One aspect, which gains growing attention, is patients’ convenience and satisfaction, especially for benign diseases. Undoubtedly, HE is successful in curing or improving symptoms caused by uterine pathologies [25]. Nevertheless, gynecologists have to deal with demands for less invasive therapies. Kluivers et al. [26] described better contentedness with TLH, and Silva-Filho et al. [13] with VH compared to AH. However, neither Ellstrom et al. [27] nor El Toukhy et al. [28] found a significant influence of the way of hysterectomy on patients’ well-being and sexual function.
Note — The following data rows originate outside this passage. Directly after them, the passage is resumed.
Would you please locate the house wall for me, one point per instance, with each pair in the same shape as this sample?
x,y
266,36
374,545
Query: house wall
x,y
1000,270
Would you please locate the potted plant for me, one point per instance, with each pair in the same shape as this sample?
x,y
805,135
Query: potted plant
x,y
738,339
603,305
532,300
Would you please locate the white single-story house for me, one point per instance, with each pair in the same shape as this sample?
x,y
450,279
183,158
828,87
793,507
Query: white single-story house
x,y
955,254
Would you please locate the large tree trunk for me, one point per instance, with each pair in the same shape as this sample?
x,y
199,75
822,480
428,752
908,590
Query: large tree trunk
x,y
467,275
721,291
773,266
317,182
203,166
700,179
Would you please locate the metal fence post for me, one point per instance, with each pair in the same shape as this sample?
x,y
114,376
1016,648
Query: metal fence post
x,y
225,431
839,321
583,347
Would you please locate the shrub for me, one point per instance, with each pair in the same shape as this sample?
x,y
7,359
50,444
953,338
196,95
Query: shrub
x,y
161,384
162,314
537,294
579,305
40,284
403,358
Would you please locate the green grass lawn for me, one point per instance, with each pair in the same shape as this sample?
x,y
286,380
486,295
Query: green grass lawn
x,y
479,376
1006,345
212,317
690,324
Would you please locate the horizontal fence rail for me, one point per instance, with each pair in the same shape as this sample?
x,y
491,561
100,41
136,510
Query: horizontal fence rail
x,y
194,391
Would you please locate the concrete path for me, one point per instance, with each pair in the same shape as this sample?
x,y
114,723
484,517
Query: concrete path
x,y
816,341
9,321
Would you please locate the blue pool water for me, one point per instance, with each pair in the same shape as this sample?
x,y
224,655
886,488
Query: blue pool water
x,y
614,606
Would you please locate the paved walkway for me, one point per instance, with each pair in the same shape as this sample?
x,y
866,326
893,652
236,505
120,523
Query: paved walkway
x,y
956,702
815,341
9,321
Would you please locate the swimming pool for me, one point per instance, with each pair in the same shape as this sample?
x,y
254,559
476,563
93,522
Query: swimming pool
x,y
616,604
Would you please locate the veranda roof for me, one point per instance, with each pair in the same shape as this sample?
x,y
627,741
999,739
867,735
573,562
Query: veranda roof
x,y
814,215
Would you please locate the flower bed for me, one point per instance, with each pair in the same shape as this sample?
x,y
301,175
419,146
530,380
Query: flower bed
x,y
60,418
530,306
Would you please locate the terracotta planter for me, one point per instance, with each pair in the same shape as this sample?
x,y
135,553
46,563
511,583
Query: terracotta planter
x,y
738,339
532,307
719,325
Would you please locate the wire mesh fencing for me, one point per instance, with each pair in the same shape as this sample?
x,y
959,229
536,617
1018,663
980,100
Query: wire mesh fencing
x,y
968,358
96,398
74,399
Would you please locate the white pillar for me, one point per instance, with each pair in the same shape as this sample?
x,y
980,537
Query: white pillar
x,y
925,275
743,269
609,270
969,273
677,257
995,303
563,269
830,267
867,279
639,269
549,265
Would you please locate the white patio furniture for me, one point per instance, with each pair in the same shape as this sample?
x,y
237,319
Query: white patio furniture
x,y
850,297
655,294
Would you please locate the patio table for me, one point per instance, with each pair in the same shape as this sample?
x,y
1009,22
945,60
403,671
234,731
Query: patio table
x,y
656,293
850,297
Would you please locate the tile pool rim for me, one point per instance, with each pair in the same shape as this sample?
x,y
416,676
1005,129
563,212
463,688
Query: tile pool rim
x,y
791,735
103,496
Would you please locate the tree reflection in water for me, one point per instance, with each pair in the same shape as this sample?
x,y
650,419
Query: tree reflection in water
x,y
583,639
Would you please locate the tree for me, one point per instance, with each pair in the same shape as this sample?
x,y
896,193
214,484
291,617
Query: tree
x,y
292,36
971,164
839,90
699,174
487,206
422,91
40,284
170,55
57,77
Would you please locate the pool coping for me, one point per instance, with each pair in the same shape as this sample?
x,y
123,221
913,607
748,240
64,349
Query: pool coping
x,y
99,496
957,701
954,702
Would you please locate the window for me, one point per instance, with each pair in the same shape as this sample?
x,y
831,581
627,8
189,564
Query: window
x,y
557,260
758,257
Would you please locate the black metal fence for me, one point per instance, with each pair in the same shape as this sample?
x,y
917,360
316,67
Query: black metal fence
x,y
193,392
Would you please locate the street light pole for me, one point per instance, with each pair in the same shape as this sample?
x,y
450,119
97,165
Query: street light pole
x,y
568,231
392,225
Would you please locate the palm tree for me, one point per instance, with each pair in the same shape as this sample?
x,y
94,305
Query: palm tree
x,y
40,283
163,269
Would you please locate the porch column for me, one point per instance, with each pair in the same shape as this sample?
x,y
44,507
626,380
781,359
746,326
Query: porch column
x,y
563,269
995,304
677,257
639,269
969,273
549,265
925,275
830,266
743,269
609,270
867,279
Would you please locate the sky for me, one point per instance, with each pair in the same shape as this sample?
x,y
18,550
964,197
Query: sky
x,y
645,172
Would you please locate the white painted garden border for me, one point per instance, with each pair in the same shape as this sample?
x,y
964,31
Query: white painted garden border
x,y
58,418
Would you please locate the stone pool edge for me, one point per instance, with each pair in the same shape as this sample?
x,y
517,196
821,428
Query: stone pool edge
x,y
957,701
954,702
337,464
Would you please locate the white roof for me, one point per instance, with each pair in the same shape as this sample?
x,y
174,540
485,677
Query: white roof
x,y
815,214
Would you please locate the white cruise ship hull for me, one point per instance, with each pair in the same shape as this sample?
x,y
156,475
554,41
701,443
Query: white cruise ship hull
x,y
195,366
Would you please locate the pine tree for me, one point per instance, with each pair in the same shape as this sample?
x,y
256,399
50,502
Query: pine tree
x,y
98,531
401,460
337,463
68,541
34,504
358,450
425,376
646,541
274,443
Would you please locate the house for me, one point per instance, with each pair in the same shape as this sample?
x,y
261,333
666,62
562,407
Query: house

Nevertheless, TLH as less invasive procedure with improved post-operative recovery and shorter hospital stay [29] should be offered to patients especially as an alternative to the abdominal approach. As VH still is the fastest, even when surgery for pelvic repair is included, this method is an excellent option unless there are further intra-abdominal pathologies. To offend patients’ criticism of HE performed too frequently as “de-feminising” procedures, alternatives such as supracervical HE [30], or uterus conserving therapies like enucleation of fibroids, embolisation or endometrium ablation should also be discussed individually.